Yeast has been used as popular model organism to study molecular targets of drugs (Nielsen 2019). Here, in this study we used budding yeast to understand the mechanism of action of TZN. TZN is one of the most popular food colorant used in the food processing industries. However, its effect of biological systems is not properly known till date. Interestingly, our data revealed that TZN has growth inhibitory effect on budding yeast cells. Subsequently, we observed that TZN growth inhibition was enhanced in histone tail truncation mutants indicating the direct link of TZN and epigenetics. The epigenetics includes the interplay of histone post-translational modifications, which regulates the gene expression in response to different environmental conditions including exposure of drugs or chemicals (Cheng et al. 2023). Most of these histone post-translational modifications occurs on the histone H3 N-terminal tails (Klose and Zhang 2007); Kouzarides 2007), which facilitates DNA dependent processes including, replication, transcription and DNA repair (Masumoto et al. 2005); Ye et al. 2005); Van Leeuwen et al. 2002). Therefore, using the H3 tail deletion mutants provides the direct role of epigenetics in stress signaling.
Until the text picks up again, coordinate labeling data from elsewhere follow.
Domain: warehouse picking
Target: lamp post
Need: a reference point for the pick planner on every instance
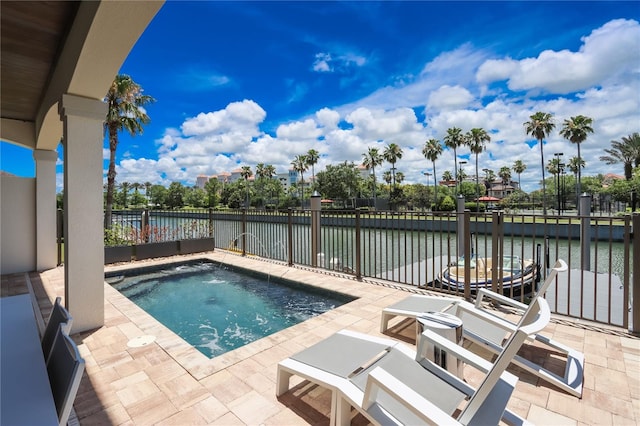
(558, 155)
(462, 163)
(561, 166)
(427, 174)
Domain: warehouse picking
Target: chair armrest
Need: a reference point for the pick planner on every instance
(380, 379)
(452, 348)
(483, 292)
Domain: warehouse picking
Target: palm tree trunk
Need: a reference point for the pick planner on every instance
(477, 184)
(111, 176)
(579, 172)
(374, 188)
(544, 186)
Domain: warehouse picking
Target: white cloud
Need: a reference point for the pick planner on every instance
(612, 50)
(328, 118)
(321, 64)
(447, 97)
(449, 91)
(337, 62)
(246, 114)
(299, 130)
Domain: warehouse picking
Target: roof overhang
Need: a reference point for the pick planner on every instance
(87, 44)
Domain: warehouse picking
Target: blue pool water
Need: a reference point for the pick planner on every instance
(216, 309)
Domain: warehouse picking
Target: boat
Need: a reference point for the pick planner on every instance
(515, 274)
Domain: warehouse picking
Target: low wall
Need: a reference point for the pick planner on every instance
(17, 224)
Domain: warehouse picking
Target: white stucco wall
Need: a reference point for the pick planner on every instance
(17, 224)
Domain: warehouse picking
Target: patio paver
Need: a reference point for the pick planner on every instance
(169, 382)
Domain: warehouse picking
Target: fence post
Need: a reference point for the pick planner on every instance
(315, 228)
(462, 230)
(243, 228)
(635, 294)
(585, 231)
(211, 223)
(358, 248)
(290, 238)
(59, 233)
(497, 231)
(467, 259)
(144, 225)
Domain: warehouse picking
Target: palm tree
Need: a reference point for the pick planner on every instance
(576, 130)
(574, 165)
(312, 159)
(454, 139)
(540, 127)
(476, 138)
(124, 187)
(626, 152)
(125, 111)
(386, 176)
(392, 153)
(370, 160)
(246, 173)
(269, 171)
(519, 167)
(299, 164)
(431, 151)
(260, 170)
(147, 188)
(505, 175)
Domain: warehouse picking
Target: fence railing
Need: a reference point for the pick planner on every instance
(416, 248)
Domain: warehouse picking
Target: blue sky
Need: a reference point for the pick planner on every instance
(239, 83)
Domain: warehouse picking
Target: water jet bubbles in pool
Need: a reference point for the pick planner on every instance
(219, 310)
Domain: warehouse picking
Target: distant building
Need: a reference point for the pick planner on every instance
(201, 181)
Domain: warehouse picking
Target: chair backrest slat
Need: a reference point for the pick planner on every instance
(59, 317)
(534, 320)
(65, 367)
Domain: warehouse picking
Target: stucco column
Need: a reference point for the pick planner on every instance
(83, 231)
(46, 253)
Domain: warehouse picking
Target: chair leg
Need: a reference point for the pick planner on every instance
(282, 381)
(340, 410)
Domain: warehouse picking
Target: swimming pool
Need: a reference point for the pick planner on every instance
(216, 309)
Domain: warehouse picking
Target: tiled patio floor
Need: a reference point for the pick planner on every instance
(169, 382)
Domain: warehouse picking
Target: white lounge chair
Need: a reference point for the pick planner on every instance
(390, 383)
(59, 317)
(65, 367)
(488, 329)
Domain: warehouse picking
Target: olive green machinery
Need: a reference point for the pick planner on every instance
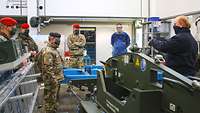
(134, 83)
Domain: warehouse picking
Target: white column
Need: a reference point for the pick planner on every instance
(32, 12)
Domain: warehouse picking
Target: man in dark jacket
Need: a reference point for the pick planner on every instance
(181, 49)
(120, 41)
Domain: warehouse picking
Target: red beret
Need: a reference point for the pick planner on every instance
(8, 21)
(67, 53)
(25, 26)
(76, 26)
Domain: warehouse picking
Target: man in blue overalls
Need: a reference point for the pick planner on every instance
(120, 41)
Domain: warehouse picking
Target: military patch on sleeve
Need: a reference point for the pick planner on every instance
(48, 59)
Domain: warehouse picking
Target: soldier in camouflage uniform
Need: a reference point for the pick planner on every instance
(26, 40)
(52, 72)
(7, 28)
(76, 43)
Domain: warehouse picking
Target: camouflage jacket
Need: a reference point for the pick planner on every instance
(76, 44)
(51, 63)
(28, 41)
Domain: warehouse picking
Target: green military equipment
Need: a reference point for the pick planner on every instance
(134, 83)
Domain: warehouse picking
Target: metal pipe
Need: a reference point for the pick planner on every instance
(28, 82)
(185, 14)
(21, 97)
(31, 108)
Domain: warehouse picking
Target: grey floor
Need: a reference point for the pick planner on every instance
(68, 102)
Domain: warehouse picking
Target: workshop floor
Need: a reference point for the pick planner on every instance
(68, 101)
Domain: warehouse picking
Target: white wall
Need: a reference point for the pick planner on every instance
(105, 8)
(166, 8)
(103, 35)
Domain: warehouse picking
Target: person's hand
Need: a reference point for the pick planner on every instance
(33, 53)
Here, in this study we have observed hypersensitivity of H3 tail deletion mutant for TZN indicating that this molecule is an epigenetic modulator. Our data further revealed that some of the H3 N-terminal tail truncation mutants were hypersensitive for TZN includes H3-∆(1–16), H3-∆(1–20), H3-(∆1–24) and H3-∆(1–28). The deletion of the first few amino acids has no effect on yeast growth; however, when the H3 tail was progressively deleted further, we started to observe the enhanced growth inhibitory effect of TZN. We also used in silico tools to identify TZN-protein interactome network that was mainly constituted by the proteins related to oxidative and osmotic stress. CTT1 and CTA1 proteins were found to be two interacting partners of TZN as observed by our in silico TZN-interactome analysis. Interestingly, CTT1 and CTA1 regulate oxidative stress response (Lushchak and Gospodaryov 2005; Petrova et al. 2004; Ramos-Moreno et al. 2019). Furthermore, GO biological process enriched in TZN interactome were related to response to hydrogen peroxide and reactive oxygen species. Moreover, the two interacting molecules of TZN, CTT1 and CTA1 are catalases that induce breakdown of hydrogen peroxide into dioxygen (O2) and water molecules (Jamieson 1998). Furthermore, CTT1 and CTA1 expression is also reported to increase under oxidative stress(Ramos-Moreno et al. 2019). These in silico observations were validated by the successful rescue of TZN growth inhibition by supplementation of antioxidant to the growth media. Furthermore, our data revealed that Sod1 deletion enhances the sensitivity for TZN and H2O2 (positive control) and this enhanced growth inhibition can be rescued by antioxidant supplementation (Fig. 4B).

Altogether, the data presented here strongly suggests that the TZN exposure to budding yeast cells cause oxidative and osmotic stress and the intracellular response to alleviate such stress requires N-terminal tail of histone H3.